I stepped into the hallway too late to catch her eyes.
But I saw her back.
Her posture.
The slow roll of her shoulders like she was still part-wolf beneath the skin and hadn’t quite decided if she wanted to keep pretending to be soft.
And gods help me—my knees almost buckled.
She was becoming something none of us were ready for.
Not even me.
Especially not me.
The others would feel it soon, if they hadn’t already. The servants who once whispered about her behind doors would lower their gazes without understanding why. The old wolves in the Council would shift in their chairs.
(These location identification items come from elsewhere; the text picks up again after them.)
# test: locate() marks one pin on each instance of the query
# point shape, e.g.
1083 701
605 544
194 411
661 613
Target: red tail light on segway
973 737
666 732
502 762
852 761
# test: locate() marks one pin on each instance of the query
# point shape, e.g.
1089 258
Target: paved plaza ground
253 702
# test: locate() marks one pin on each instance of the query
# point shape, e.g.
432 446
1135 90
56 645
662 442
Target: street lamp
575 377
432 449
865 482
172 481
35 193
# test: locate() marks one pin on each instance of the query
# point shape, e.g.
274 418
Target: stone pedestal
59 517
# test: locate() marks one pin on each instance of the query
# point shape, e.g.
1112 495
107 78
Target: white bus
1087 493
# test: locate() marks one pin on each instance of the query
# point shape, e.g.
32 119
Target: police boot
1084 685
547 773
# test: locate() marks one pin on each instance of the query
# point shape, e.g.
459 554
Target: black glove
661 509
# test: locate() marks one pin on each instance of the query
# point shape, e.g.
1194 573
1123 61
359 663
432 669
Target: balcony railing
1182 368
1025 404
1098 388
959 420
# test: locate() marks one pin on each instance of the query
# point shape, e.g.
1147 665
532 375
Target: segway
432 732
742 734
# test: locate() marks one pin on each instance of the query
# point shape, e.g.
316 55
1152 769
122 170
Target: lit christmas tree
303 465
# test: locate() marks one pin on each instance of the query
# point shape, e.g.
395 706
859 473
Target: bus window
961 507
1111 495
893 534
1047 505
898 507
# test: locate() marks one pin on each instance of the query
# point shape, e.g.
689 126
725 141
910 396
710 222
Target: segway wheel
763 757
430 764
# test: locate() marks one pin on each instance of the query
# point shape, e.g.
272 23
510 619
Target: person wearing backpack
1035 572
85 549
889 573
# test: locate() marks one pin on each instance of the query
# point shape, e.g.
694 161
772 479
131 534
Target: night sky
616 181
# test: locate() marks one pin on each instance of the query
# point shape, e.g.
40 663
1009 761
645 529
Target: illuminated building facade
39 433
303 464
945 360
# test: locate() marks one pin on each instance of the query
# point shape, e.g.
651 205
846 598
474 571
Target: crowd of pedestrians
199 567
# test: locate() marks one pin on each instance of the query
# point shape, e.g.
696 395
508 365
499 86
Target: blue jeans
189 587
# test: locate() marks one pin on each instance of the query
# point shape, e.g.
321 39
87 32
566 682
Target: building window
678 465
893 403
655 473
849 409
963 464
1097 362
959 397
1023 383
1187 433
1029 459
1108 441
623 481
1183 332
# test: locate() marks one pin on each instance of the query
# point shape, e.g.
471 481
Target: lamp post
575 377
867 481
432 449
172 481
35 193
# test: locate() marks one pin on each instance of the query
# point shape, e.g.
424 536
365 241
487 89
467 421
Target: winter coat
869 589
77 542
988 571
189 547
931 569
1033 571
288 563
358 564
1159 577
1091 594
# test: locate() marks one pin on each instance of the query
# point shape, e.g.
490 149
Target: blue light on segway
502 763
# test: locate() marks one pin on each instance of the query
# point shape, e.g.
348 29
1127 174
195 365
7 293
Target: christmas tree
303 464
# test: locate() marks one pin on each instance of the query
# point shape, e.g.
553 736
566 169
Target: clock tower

The forest itself would lean in when she breathed.
She hadn’t just stepped into her power.
She was dragging it out by the throat.
And I…
I was losing her.
Not to someone else.
Not yet.
But to what she was becoming.
And I couldn’t stop it.
Didn’t want to.
Not really.
I wanted her strong.
I just didn’t want her stronger than me.
I stood there in the dark of the hallway, teeth clenched, breath shallow, heart pounding like I’d just come out of a fight. Because in a way—I had. With myself. And I’d lost.
Because I loved her.
And I couldn’t tell her.
Because if I did, I’d chain her to something she was meant to rise above.
And she’d never forgive me for it.
But if anyone else even looked at her like they deserved her?
I would rip their throat out and leave their bones as a warning.